A ligação brasileira insere-se, por sua vez, no âmbito da CPLP (Comunidade dos Países de Língua Portuguesa), essa organização de carácter peculiar onde o bilateral se cruza com o multilateral, integrando sete países de três continentes, mais um observador — Timor-Leste — que será membro após a independência. Objecto de proclamações frequentes quanto à importância que lhe é atribuída, a verdade é que a CPLP ainda não demonstrou verdadeira consistência enquanto sistema de aliança e de cooperação.

A doutrina da política externa portuguesa salienta ainda alguns conjuntos regionais que são objecto de atenção particular: a área ibero-americana, o Mediterrâneo, a África Austral e a Ásia.

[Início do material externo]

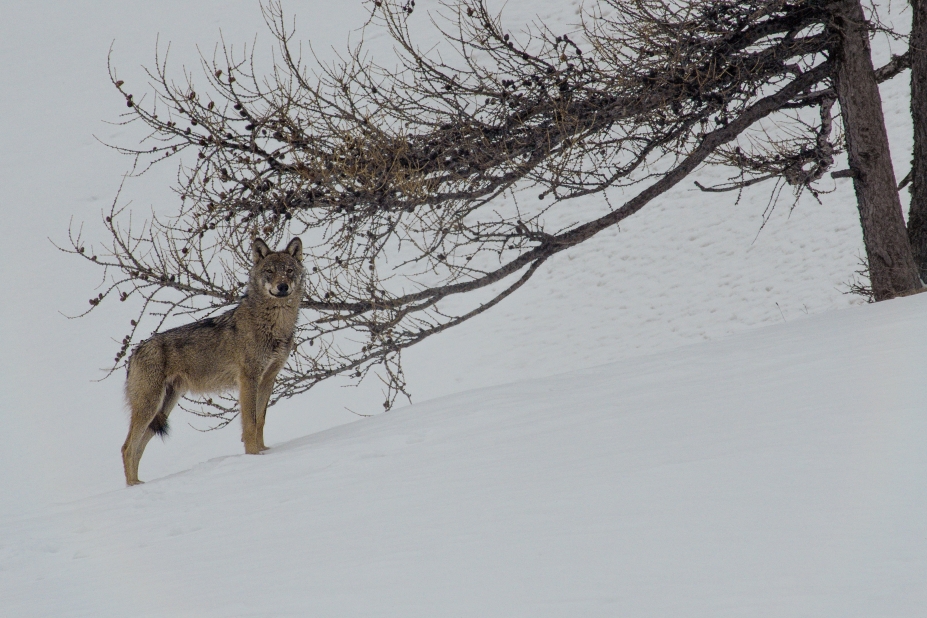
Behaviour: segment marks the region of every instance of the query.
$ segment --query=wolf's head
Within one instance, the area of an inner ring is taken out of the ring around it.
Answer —
[[[251,250],[251,291],[286,298],[303,289],[303,242],[297,237],[283,251],[271,251],[260,238],[254,239]]]

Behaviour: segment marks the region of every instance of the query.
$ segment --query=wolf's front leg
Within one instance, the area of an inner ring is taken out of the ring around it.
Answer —
[[[241,441],[249,455],[261,452],[257,441],[257,390],[258,378],[243,374],[239,379],[238,405],[241,408]]]
[[[270,401],[270,394],[274,390],[274,380],[277,379],[277,373],[280,371],[280,365],[274,365],[268,369],[261,377],[257,389],[257,424],[255,427],[255,437],[257,438],[258,448],[266,451],[264,446],[264,419],[267,417],[267,404]]]

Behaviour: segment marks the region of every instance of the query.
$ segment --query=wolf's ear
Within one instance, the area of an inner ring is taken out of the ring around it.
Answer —
[[[260,238],[254,239],[254,245],[251,247],[251,258],[257,264],[270,254],[270,247]]]
[[[290,241],[290,244],[286,246],[286,252],[300,262],[303,261],[303,241],[299,239],[299,236]]]

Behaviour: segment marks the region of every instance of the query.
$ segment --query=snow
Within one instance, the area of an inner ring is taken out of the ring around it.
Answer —
[[[451,395],[12,521],[4,608],[924,615],[925,309]]]
[[[335,5],[285,5],[323,56],[364,21]],[[94,380],[133,308],[65,319],[97,273],[48,240],[72,216],[100,239],[127,169],[93,137],[132,135],[102,122],[125,109],[107,51],[140,97],[156,37],[178,69],[220,29],[270,39],[252,2],[0,17],[0,615],[927,615],[927,295],[843,294],[847,182],[761,232],[767,189],[684,183],[412,349],[414,405],[357,420],[377,389],[326,385],[271,410],[261,457],[177,411],[124,488],[122,376]],[[896,171],[906,79],[883,86]],[[170,179],[131,181],[132,208],[171,204]]]

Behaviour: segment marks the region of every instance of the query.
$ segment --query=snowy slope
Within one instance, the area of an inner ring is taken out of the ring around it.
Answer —
[[[436,2],[417,4],[427,26]],[[285,7],[322,57],[366,15]],[[134,308],[67,320],[97,273],[49,239],[72,217],[101,239],[128,166],[95,139],[132,138],[104,122],[125,109],[111,44],[143,93],[156,40],[179,75],[220,30],[266,59],[252,0],[0,0],[0,616],[927,615],[927,299],[842,293],[862,252],[848,182],[759,235],[765,188],[735,205],[684,183],[411,350],[424,403],[314,433],[381,401],[325,385],[271,410],[255,458],[178,411],[125,490],[122,376],[95,380]],[[882,90],[899,172],[906,79]],[[169,210],[171,180],[124,199]]]
[[[925,311],[448,396],[8,521],[0,613],[925,616]]]
[[[421,0],[414,16],[428,40]],[[501,4],[501,3],[500,3]],[[292,3],[299,32],[330,58],[357,39],[366,18],[359,1]],[[903,9],[904,4],[893,5]],[[508,2],[508,23],[539,15],[556,27],[575,23],[576,2]],[[883,17],[886,17],[883,14]],[[906,15],[901,16],[904,22]],[[171,66],[195,72],[197,45],[212,54],[220,34],[236,49],[255,42],[259,61],[271,47],[256,2],[197,3],[75,0],[53,8],[0,0],[0,515],[118,487],[119,445],[126,417],[121,376],[103,382],[134,307],[83,311],[98,273],[58,253],[73,217],[88,241],[108,210],[129,162],[96,138],[132,143],[134,134],[108,124],[125,110],[109,84],[106,58],[136,92],[147,91],[143,65],[156,42],[170,43]],[[257,34],[255,41],[254,37]],[[387,47],[382,35],[371,45]],[[884,58],[887,48],[879,42]],[[906,76],[884,85],[898,169],[910,157]],[[132,179],[123,194],[138,216],[175,204],[164,167]],[[706,175],[719,172],[703,172]],[[582,247],[556,256],[518,294],[479,318],[410,350],[407,377],[415,401],[465,389],[668,350],[760,325],[851,306],[846,296],[861,234],[849,182],[835,185],[823,204],[804,199],[789,212],[783,202],[757,236],[767,188],[734,196],[706,195],[691,183]],[[617,201],[619,195],[613,195]],[[571,205],[577,217],[599,207],[593,197]],[[373,381],[361,389],[332,382],[271,412],[270,444],[375,413],[382,397]],[[149,477],[186,470],[210,457],[237,453],[234,429],[202,434],[192,417],[173,419],[175,433],[145,454]]]

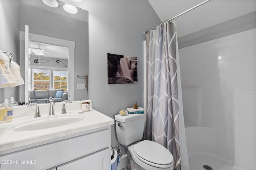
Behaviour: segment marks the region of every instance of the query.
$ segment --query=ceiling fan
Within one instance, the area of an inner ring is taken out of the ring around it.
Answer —
[[[48,49],[41,48],[40,47],[40,46],[42,45],[42,44],[39,44],[39,43],[38,43],[37,44],[38,45],[38,48],[37,48],[36,49],[32,49],[31,48],[29,48],[29,50],[30,51],[30,53],[32,52],[36,55],[38,55],[38,56],[42,55],[44,57],[47,57],[45,55],[45,53],[49,53],[49,54],[55,54],[56,55],[59,55],[58,54],[54,54],[51,53],[48,53],[48,52],[46,52],[45,51]]]

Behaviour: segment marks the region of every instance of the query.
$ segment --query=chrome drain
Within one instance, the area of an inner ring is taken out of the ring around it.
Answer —
[[[212,168],[209,165],[203,165],[203,167],[204,167],[204,168],[206,170],[213,170]]]

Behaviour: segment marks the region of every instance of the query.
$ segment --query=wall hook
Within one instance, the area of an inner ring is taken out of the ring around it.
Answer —
[[[58,64],[60,65],[60,66],[62,66],[65,67],[67,67],[67,65],[66,64],[64,64],[64,63],[63,63],[59,60],[56,60],[56,62],[57,62]]]

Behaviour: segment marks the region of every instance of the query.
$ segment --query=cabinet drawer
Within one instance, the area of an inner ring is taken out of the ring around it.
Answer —
[[[57,170],[108,170],[110,169],[109,158],[109,149],[105,149],[58,166]]]
[[[106,129],[0,156],[1,160],[14,161],[2,164],[1,170],[52,167],[108,147],[110,133]]]

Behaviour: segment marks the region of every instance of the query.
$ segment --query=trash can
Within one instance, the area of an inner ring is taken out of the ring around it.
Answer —
[[[118,164],[119,156],[117,154],[117,151],[111,147],[110,151],[110,156],[111,163],[111,170],[116,170],[117,169],[117,165]]]

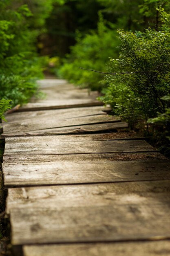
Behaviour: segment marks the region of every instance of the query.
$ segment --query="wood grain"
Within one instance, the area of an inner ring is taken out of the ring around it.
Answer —
[[[26,245],[23,251],[24,256],[169,256],[170,241]]]
[[[9,189],[12,243],[169,238],[170,182]]]
[[[42,161],[2,167],[6,186],[170,180],[169,161]]]
[[[71,136],[67,136],[65,139],[64,136],[38,136],[31,137],[31,139],[30,137],[7,138],[4,155],[28,155],[157,151],[144,140],[91,141],[88,140],[87,137],[83,139],[79,138],[79,139],[78,137],[76,139],[75,137],[73,140]],[[23,139],[24,138],[29,139],[28,142]]]
[[[13,121],[2,124],[4,133],[17,133],[21,132],[26,132],[30,131],[37,131],[40,130],[49,129],[64,127],[81,126],[84,124],[93,124],[102,123],[117,122],[117,118],[114,117],[110,117],[107,115],[99,115],[74,118],[65,118],[61,115],[60,117],[55,117],[55,115],[51,118],[46,117],[39,117],[36,119],[30,119],[21,120],[20,121]],[[118,122],[119,122],[118,121]],[[122,126],[126,124],[126,126],[128,127],[127,123],[123,122]],[[121,126],[121,124],[117,124],[117,126]],[[48,132],[48,130],[46,131]]]
[[[163,160],[168,159],[159,152],[144,152],[144,153],[119,153],[97,154],[79,154],[77,155],[4,155],[3,162],[9,164],[26,163],[41,163],[44,161],[50,162],[56,162],[96,161],[132,161],[136,160]]]
[[[85,125],[60,128],[52,128],[38,130],[28,131],[27,132],[23,131],[19,132],[18,131],[16,132],[11,131],[6,133],[5,131],[4,131],[2,137],[2,138],[7,138],[7,137],[20,136],[38,136],[62,134],[91,133],[99,132],[105,132],[108,131],[110,132],[112,130],[115,130],[118,129],[124,129],[128,127],[128,124],[126,122],[115,122],[115,123],[108,123],[107,124],[97,124],[90,125]]]

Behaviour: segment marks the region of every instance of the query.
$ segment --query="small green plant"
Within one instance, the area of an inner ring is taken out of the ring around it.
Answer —
[[[110,27],[107,26],[100,13],[99,16],[97,32],[92,31],[83,38],[77,34],[77,43],[71,47],[71,53],[67,55],[60,73],[71,83],[100,91],[104,86],[104,83],[99,82],[102,75],[79,68],[103,70],[104,63],[108,61],[108,57],[113,54],[117,56],[118,40],[114,26],[110,23]],[[105,69],[106,71],[106,65]]]
[[[4,113],[8,109],[11,108],[10,100],[2,99],[0,100],[0,119],[3,119],[5,121]]]

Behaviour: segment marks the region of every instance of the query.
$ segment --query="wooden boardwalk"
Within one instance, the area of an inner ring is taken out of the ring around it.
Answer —
[[[169,256],[170,161],[96,92],[40,83],[46,98],[3,124],[16,256]]]

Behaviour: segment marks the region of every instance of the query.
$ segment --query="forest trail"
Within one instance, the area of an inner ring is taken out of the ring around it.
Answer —
[[[16,256],[170,255],[170,161],[65,80],[3,124]]]

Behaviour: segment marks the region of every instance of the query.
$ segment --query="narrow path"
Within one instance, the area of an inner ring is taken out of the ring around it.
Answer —
[[[15,254],[170,255],[170,161],[64,80],[7,115],[3,172]]]

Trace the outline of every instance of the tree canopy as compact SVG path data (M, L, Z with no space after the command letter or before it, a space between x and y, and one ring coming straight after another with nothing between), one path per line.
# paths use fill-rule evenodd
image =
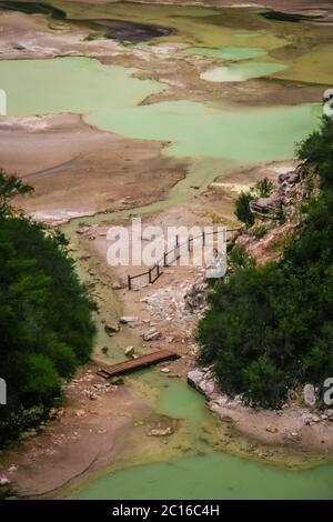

Portugal e Espanha estão solidários no reforço da ligação à América Latina e essa corresponde a um dos eixos mais fortes do seu relacionamento com o exterior, o que não é de estranhar dadas as reconhecidas potencialidades dessa vasta zona onde são substanciais os interesses comuns.

De igual modo o Mediterrâneo empenha os dois países ibéricos. Portugal tem reiterado a intenção de contribuir para uma bacia Sul do Mediterrâneo estável e próspera, o que se explica, entre outros factores, pela importância que tem a Argélia como fornecedor de gás natural e Marrocos como um dos países para onde mais se têm dirigido os investimentos e os interesses empresariais portugueses. Daí o envolvimento português no “Processo de Barcelona” e no Fórum Mediterrânico, além das já referidas iniciativas quanto a esta zona em matéria de segurança no âmbito da NATO.

A preocupação pela África Austral justifica-se pela presença dos dois maiores países africanos de língua portuguesa e pela dimensão da comunidade portuguesa na África do Sul. Só em Angola operam 200 empresas e vivem 30.000 cidadãos portugueses. A insegurança que actualmente impera sobre a imensa comunidade portuguesa na África do Sul (estimada em 500.000 pessoas) introduz um factor de extrema delicadeza para a política externa de Portugal nesta área.

Quanto à Ásia podem destacar-se os esforços de aproximação à Índia (foi de iniciativa portuguesa a primeira cimeira entre a UE e a Índia), as tentativas para manter as relações com a China em torno da Região Administrativa Especial de Macau e a normalização das relações com a Indonésia.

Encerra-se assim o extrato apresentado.